Quisiera iniciar este nuevo curso invitándoos a meditar sobre la fe. La Carta a los Hebreos define la fe como «garantía de lo que se espera; la prueba de lo que no se ve» (Hb 11,1). A continuación, nos presenta como ejemplos de fe a «nuestros mayores»: Abel, Henoc, Noé; sobre todo, nos presenta a Abraham y a Sara, a Isaac y Jacob, a Moisés, a Josué, a Gedeón (….), a David, a Samuel y los profetas. En la fe murieron todos ellos sin haber conseguido el objeto de la promesa.
¿Y cuál es la promesa? La promesa es nuestro Señor Jesucristo. En Él conocemos cuál es la esperanza a la que hemos sido llamados; cuál la riqueza de la gloria otorgada por Él en herencia a los santos (cf. Ef 1, 16-19).
Nuestra fe en Jesucristo no es un acto de conocimiento puramente natural; no es una conclusión meramente racional que se pueda deducir de premisas científicas, históricas, filosóficas…
Nuestra fe no es ciertamente irracional, pero no es tampoco puramente racional; si fuera puramente racional estaría exclusivamente reservada a los inteligentes, a los “listos”, a los que estudian…
En la fe intervine el entendimiento, pero también la voluntad, que es siempre atraída por el bien y, más aún, por el supremo bien, que es Dios. Nuestra razón ve a Cristo como hombre al cual se puede creer (Jn 8, 46); ninguno le ha podido acusar de pecado (Jn 8,46); hace milagros que atestiguan la verdad de lo que dice (cf Jn 3,2) y nuestra voluntad, sentimientos, afectos son atraídos por su veracidad, por su bondad, por su afabilidad… Toda su persona es tremendamente atrayente hasta el punto que «el mundo se va tras Él» (Jn 12,19).
Sin embargo, todo ello no es suficiente para el acto de fe. Poder hacer la confesión de san Pedro: «Tú eres el Mesías, el Hijo de Dios vivo» (Mt 16,16) es gracia, es don de Dios, no es fruto de nuestra razón ni de nuestra voluntad. Y ese grandísimo don de Dios nos viene en la Iglesia y por la Iglesia; y en la Iglesia, a través de la sucesión apostólica. «Por la sucesión apostólica queda el tiempo muerto; en la predicación apostólica no hay ayer, un mañana; sólo hoy» (K. Adam).
En la religión cristiana la persona misma del Fundador es el objeto de la fe, es el fondo integro de la fe.

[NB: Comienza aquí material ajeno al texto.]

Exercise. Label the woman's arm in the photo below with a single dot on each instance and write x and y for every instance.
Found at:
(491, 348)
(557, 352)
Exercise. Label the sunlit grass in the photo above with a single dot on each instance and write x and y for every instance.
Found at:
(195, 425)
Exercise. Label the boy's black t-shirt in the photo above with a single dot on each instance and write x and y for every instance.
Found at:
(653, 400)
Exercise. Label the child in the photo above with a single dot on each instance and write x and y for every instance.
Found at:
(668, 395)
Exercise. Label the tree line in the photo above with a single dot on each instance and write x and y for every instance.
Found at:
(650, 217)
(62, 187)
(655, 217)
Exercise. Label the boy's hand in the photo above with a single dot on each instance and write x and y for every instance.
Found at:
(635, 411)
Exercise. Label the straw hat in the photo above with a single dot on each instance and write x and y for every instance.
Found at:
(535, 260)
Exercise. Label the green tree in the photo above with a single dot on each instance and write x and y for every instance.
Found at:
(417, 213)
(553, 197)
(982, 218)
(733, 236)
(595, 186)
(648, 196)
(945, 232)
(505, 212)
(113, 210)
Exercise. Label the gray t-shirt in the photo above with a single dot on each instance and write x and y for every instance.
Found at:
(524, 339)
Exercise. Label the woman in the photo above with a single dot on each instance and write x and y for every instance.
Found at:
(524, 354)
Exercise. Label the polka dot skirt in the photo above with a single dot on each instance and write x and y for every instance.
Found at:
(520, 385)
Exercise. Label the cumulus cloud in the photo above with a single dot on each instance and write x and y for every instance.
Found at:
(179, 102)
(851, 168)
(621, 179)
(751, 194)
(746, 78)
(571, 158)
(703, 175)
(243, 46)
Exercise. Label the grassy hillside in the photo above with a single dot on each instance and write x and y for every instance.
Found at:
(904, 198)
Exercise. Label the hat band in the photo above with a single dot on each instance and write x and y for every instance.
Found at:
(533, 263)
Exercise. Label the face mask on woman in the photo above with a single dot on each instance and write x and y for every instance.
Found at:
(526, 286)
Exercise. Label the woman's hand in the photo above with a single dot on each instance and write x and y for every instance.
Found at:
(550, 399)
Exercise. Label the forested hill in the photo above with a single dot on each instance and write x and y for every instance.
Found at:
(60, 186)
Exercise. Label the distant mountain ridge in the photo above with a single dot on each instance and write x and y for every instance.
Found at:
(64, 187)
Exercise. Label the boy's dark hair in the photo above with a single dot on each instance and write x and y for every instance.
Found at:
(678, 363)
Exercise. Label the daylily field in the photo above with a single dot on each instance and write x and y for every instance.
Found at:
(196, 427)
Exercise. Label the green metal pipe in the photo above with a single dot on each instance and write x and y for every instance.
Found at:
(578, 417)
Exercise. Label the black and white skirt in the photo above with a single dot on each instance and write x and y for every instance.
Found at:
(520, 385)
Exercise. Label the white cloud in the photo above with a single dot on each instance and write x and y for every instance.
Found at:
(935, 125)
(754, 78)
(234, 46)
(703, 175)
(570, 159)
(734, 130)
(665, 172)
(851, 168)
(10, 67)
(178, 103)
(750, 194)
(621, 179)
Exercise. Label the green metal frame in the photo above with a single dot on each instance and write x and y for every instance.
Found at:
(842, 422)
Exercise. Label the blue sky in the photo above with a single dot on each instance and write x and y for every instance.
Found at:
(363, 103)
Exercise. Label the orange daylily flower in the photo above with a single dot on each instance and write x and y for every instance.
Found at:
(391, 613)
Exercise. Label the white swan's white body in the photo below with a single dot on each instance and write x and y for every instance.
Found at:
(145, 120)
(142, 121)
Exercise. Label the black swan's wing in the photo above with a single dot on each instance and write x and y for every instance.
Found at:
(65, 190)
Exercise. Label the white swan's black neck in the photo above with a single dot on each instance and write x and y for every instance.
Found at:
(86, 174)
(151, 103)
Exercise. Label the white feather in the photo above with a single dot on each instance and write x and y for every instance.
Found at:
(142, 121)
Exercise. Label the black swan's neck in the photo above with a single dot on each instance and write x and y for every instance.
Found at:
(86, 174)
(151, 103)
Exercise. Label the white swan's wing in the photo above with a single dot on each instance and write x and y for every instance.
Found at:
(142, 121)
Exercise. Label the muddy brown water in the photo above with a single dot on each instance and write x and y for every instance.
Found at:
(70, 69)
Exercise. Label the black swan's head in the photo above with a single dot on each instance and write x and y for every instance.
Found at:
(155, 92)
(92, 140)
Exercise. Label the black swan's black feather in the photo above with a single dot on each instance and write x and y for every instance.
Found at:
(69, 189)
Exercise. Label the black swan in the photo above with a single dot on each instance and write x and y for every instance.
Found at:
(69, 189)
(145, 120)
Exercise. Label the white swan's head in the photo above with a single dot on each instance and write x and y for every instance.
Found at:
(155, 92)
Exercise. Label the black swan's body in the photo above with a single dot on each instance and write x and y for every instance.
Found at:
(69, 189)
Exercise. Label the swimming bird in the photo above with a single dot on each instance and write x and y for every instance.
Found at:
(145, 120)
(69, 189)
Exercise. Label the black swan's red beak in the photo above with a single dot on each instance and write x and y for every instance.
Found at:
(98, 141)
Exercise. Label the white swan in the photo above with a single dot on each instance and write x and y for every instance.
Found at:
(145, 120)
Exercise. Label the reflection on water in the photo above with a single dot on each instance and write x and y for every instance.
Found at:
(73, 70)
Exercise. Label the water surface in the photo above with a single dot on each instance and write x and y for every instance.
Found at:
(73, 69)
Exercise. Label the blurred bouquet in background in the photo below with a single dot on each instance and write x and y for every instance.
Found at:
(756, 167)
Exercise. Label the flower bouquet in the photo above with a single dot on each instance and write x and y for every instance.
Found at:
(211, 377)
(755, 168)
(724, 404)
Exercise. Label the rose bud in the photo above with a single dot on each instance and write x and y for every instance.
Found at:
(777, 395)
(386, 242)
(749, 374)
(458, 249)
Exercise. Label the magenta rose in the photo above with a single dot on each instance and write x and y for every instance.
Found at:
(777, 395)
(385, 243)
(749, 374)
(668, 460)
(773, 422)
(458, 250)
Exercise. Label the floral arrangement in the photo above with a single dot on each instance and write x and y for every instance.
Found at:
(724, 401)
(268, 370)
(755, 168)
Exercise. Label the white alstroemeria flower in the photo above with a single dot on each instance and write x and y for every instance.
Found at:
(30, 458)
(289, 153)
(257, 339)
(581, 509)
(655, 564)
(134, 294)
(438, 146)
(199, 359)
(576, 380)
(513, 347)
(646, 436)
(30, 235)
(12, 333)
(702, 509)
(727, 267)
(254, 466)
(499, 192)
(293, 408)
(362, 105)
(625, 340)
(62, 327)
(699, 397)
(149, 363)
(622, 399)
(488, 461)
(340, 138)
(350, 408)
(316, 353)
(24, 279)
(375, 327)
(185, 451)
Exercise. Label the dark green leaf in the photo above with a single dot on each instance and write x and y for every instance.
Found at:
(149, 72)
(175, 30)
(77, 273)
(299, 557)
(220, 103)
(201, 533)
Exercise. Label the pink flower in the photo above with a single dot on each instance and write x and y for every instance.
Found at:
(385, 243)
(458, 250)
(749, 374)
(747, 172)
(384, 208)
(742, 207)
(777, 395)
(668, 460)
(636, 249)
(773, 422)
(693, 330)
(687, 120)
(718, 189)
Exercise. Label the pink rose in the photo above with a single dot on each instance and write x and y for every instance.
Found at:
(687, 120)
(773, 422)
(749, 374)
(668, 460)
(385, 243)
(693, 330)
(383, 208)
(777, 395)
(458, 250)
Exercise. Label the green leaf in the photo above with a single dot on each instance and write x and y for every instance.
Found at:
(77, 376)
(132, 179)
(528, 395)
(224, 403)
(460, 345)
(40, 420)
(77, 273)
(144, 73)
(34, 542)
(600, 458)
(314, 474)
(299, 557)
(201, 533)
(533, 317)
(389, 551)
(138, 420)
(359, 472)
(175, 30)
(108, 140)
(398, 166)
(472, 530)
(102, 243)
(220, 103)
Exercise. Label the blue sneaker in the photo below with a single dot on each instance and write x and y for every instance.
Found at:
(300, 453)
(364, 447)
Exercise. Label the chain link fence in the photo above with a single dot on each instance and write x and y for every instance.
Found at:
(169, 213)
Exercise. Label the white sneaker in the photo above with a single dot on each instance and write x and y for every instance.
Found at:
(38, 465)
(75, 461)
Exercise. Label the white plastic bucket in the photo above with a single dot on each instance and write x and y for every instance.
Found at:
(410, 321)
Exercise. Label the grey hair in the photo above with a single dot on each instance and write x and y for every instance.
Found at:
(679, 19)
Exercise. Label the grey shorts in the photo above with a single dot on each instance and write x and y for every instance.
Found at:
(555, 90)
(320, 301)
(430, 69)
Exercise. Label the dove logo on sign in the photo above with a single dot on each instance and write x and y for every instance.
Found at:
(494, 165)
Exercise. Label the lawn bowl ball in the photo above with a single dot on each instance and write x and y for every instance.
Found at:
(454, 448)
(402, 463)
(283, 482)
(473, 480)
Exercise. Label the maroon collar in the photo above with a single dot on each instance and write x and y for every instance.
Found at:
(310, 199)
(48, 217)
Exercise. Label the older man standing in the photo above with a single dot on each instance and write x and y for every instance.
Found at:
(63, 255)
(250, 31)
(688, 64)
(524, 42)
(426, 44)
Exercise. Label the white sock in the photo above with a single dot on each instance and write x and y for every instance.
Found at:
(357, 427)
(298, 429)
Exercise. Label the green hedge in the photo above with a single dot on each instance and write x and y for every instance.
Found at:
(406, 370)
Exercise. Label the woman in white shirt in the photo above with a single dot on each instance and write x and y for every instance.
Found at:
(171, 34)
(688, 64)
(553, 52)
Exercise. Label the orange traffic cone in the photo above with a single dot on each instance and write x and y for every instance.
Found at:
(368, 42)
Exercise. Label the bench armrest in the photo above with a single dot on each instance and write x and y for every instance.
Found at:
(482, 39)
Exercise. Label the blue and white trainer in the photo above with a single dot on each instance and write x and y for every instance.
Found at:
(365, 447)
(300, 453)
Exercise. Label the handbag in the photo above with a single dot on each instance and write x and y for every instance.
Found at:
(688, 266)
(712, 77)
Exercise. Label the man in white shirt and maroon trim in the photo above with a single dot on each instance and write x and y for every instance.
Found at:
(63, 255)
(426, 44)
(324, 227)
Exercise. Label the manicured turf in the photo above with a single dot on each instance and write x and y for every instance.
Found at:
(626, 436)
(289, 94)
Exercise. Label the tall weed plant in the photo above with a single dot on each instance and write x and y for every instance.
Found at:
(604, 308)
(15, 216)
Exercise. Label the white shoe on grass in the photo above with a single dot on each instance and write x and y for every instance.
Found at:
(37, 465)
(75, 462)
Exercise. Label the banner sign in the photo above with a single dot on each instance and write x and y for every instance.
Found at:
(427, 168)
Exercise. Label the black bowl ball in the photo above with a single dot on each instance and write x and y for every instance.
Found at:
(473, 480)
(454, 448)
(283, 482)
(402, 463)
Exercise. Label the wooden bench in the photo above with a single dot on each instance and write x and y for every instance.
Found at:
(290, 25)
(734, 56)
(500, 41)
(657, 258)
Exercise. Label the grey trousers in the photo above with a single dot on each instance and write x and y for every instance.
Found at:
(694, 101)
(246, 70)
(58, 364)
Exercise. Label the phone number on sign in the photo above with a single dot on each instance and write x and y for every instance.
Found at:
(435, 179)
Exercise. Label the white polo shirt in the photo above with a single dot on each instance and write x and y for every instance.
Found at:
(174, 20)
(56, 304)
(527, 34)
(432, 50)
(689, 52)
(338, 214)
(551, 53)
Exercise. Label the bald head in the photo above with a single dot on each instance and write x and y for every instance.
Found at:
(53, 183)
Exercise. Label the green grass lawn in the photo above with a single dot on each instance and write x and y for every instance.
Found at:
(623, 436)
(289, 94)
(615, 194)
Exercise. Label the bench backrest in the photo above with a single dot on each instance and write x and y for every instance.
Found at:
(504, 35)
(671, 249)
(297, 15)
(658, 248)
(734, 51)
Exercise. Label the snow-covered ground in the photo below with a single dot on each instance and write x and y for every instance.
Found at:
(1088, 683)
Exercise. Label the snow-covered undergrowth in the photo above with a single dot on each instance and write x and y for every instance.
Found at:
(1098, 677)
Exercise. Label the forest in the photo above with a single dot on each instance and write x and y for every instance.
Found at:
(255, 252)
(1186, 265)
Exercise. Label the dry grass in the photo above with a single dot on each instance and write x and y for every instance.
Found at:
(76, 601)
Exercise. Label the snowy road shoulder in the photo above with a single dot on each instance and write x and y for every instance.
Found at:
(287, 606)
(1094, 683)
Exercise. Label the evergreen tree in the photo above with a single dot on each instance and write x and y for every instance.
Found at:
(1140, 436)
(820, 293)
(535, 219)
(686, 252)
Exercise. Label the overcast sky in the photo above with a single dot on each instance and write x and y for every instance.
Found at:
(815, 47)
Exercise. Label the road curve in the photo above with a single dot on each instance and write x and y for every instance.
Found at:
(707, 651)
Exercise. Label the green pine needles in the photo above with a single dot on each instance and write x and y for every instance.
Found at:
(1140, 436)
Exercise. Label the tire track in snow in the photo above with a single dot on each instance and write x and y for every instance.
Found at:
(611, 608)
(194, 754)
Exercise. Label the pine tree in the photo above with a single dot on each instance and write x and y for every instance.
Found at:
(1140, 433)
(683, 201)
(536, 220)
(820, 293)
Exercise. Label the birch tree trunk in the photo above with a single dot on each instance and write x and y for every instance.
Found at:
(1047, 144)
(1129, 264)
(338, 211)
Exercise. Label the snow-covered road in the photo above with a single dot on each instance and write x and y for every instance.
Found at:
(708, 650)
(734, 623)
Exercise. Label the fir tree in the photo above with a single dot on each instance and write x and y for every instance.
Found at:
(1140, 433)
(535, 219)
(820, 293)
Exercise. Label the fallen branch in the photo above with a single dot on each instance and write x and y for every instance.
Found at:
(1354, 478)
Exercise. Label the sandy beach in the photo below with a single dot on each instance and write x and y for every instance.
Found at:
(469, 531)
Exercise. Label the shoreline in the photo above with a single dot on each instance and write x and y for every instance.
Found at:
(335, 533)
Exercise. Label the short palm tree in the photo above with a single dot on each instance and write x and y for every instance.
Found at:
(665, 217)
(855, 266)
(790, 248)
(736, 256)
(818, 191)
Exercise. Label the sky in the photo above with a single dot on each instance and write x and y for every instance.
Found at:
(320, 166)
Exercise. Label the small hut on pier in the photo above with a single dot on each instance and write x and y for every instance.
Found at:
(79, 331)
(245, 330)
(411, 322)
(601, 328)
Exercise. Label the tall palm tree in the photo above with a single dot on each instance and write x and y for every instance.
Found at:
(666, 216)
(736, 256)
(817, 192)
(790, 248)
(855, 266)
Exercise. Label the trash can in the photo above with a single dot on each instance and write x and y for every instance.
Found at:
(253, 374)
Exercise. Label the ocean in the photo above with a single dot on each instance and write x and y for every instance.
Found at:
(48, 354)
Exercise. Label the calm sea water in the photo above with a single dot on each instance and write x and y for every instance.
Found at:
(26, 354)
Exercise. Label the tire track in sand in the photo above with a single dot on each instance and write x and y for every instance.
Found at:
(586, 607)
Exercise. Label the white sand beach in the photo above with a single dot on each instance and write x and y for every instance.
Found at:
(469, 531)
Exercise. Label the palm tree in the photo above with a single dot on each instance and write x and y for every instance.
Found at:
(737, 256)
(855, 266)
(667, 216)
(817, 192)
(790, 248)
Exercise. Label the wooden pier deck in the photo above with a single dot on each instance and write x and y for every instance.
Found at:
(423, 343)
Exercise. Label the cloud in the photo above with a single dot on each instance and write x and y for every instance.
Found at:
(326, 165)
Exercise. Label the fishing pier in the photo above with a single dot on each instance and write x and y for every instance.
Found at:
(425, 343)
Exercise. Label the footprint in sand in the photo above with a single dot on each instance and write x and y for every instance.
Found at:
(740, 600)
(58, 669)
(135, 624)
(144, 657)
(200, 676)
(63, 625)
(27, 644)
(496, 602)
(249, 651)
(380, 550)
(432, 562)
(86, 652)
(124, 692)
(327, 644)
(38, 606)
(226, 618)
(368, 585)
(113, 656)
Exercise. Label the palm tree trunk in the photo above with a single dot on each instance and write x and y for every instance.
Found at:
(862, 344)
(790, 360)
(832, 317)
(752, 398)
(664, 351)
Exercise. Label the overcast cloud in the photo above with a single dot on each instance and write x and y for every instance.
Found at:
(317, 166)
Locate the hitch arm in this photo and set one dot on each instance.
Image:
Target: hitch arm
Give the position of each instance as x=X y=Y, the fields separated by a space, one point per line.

A diferencia de las demás religiones, en que la imagen del fundador palidece y se desdibuja con el tiempo, en la religión cristiana la fe siempre se dirige directamente a Jesús vivo.
La Iglesia siempre confiesa: “Yo misma he visto a Jesús; yo misma lo he oído y lo oigo predicar; yo lo veo resucitado; trato con Él como una persona viva y actual”.
Por eso los Evangelios son letra viva; si no fuera por la Iglesia, Cuerpo vivo de Cristo, los Evangelios serían letra muerta. «Sin la Escritura, se nos privaría de la forma genuina de los discursos de Jesús; no sabríamos cómo habló el Hijo de Dios, pero, sin la tradición (apostólica) no sabríamos quién era el que hablaba y nuestro gozo por lo que decía desaparecería igualmente» (Mohler).
Cuando un moribundo en la Iglesia reza con fe: “Jesús confío en Ti” palpita en su corazón y en sus labios la misma confesión de Pedro: «Tu eres el Cristo; el Hijo de Dios vivo» (Mt 16,16) y la de Esteban: «Veo los cielos abiertos y al Hijo del hombre de pie a la derecha de Dios» (Hch 7,56).
Ese moribundo o moribunda mirará al sacerdote, que probablemente tiene delante y el sacerdote al obispo y el obispo al Colegio episcopal y a su Cabeza, el sucesor de Pedro en Roma. Por la sucesión apostólica, Cristo está tan cerca de nosotros como lo estuvo de Pedro. ¡Es pura actualidad!